On returning to my room it felt even chillier. Not knowing know where the heater might be, if indeed it had a heater, I had to suffer. It wasn’t until the end of the afternoon I spied an antiquated contraption in a corner against the wall under the window by the table. Isn’t it funny how some things escape your attention like that?  I’d been working at the table for over a week without seeing it. But I couldn’t tell how, or whether, it functioned. Or what it functioned on. With all the oil and gas coming out of the North Sea it probably used one or the other. It looked as though it used gas, rather than oil. Then again, the chances of piped gas on such a small island were slim. Perhaps it came in some sort of container. On the other hand, if it were fired by oil, I couldn’t see where it went in went in. There was also the small question of where I might find some. I tried to look inside, as the cover was loose at the bottom. All I could see were some dusty, rusty pipe thingamewotsits. It wasn’t any sort of heating machinery I was familiar with. An important looking dial on the front beckoned me to turn it. Against all common sense, I obeyed. But just an incy-wincy bit, half-expecting to hear music. Admittedly, my attempt was on the apprehensive side. Sounds of hissing gas filled my racing thoughts. I pictured myself struggling to turn the dial back, as the deadly fumes overcame me. The dial could even come even off in my hand. If there wasn’t enough time to stick a finger in the inflow pipe, wherever that was, the escaping gas would build up, resulting in a massive explosion. My bloody bits and bobs would be distributed all over Værøy. Isolation on a small island does wonders for the imagination.

I looked at letters embossed into the metal front. Senking, I’d never heard of that brand before.
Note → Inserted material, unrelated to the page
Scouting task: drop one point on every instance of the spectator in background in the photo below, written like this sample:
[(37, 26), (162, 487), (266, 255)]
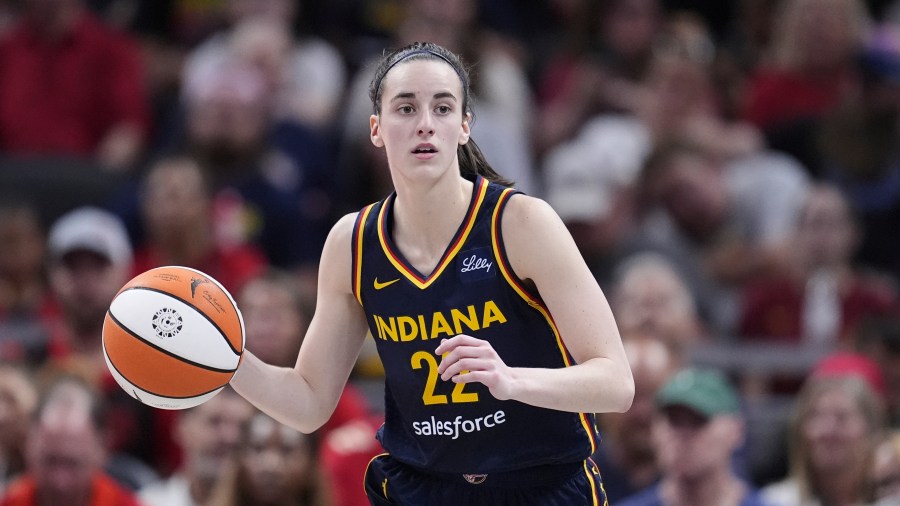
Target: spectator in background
[(836, 419), (276, 313), (823, 295), (599, 70), (721, 224), (18, 400), (593, 179), (305, 74), (809, 68), (650, 298), (24, 295), (855, 149), (208, 436), (180, 228), (879, 339), (69, 85), (65, 453), (885, 470), (698, 428), (89, 259), (628, 457), (281, 194), (276, 466)]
It sounded Chinese. Come to think of it, it looked Chinese. Something that would’ve been the cutting edge of Chinese heating technology at the height of the Cultural Revolution. Whatever, it also looked very dangerous, and I decided to leave it well alone for the time being.

The best course of action in situations like these is to remember that you’re a man, stick another jumper on, and ignore the cold. After all, according to my diary, it was still summer. Summer on a cold,rocky Arctic islet, maybe, but summer nevertheless.